LENSA-RAKYAT.COM, JAKARTA — Nilai luhur Pancasila, khususnya sila ketiga: Persatuan Indonesia, kembali mendapatkan pembuktian nyata di tengah masyarakat. Dalam situasi penuh ujian, publik menunjukkan kepatuhan terhadap kebenaran dan kepedulian terhadap keadilan, menolak mentah-mentah isu SARA yang mencoba memecah belah bangsa.
Hal ini tercermin dari antusiasme masyarakat dalam menanti pembebasan Tom Lembong dan Charlie Chandra, dua tersangka kasus dugaan pemalsuan surat tanah seluas 8,7 hektar di Tangerang. Keduanya berasal dari kelompok minoritas baik secara agama maupun ras. Namun, dukungan justru datang dari seluruh penjuru masyarakat—tanpa memandang suku, agama, atau latar sosial.
Tokoh nasional Said Didu mengungkapkan kebanggaannya atas situasi ini. Dalam pernyataannya di podcast Hersubeno Point, ia menyebut bahwa masyarakat hari ini bergerak bukan karena fanatisme kelompok, melainkan karena hati nurani dan kesadaran terhadap nilai keadilan yang lebih besar.
“Yang membuat kita terpecah belah adalah ketidakadilan, bukan keberagaman. Tapi hari ini kita melihat sendiri: lintas agama, lintas ras, dan lintas generasi bersatu. Mereka datang bukan karena disuruh, tapi karena nurani,” tegas Said Didu.

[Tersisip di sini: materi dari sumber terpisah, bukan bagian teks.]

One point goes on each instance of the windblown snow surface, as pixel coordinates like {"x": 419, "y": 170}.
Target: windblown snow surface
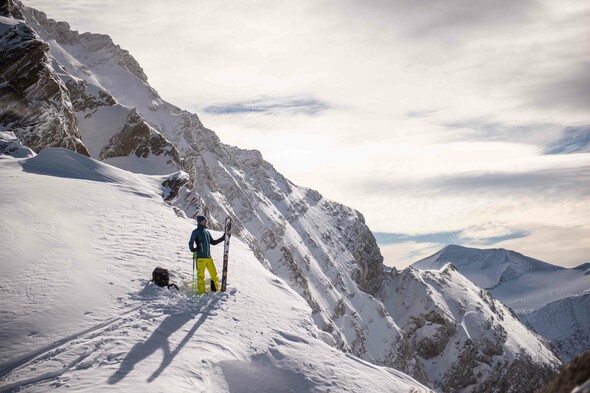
{"x": 78, "y": 242}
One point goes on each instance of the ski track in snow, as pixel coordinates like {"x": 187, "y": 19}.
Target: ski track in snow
{"x": 96, "y": 346}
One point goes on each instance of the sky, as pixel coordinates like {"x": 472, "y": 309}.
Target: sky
{"x": 442, "y": 122}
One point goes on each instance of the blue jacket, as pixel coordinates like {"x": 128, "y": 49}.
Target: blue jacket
{"x": 200, "y": 242}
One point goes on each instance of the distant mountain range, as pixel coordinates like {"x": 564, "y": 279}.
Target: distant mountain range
{"x": 553, "y": 300}
{"x": 82, "y": 92}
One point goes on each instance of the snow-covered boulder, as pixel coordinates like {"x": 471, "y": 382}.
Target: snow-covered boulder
{"x": 11, "y": 146}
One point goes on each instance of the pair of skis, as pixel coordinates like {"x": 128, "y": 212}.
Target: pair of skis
{"x": 227, "y": 232}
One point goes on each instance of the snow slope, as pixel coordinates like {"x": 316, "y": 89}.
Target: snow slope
{"x": 78, "y": 242}
{"x": 553, "y": 301}
{"x": 566, "y": 322}
{"x": 322, "y": 249}
{"x": 465, "y": 340}
{"x": 523, "y": 283}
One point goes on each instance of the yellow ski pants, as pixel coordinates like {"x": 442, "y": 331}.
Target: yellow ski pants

Ia juga menyebut bahwa isu SARA yang selama ini digunakan sebagai alat pemecah bangsa, kini justru tidak mendapat tempat. “Isu SARA terbantahkan dengan sendirinya. Masyarakat kini patuh pada kebenaran, bukan pada provokasi,” ujarnya.
Dukungan terhadap Tom Lembong dan Charlie Chandra terus menguat di ruang publik dan media sosial. Masyarakat sipil, tokoh lintas iman, aktivis, dan generasi muda bergandengan tangan menunjukkan bahwa Persatuan Indonesia bukan sekadar semboyan, tapi prinsip hidup bersama yang dihayati dan dijalankan.
Fenomena ini menjadi refleksi penting bahwa semangat Pancasila tetap relevan dan menjadi penopang keutuhan bangsa di tengah era disrupsi dan ketidakpastian. Persatuan Indonesia tidak rapuh oleh perbedaan, justru menguat saat masyarakat bersatu menghadapi ketidakadilan.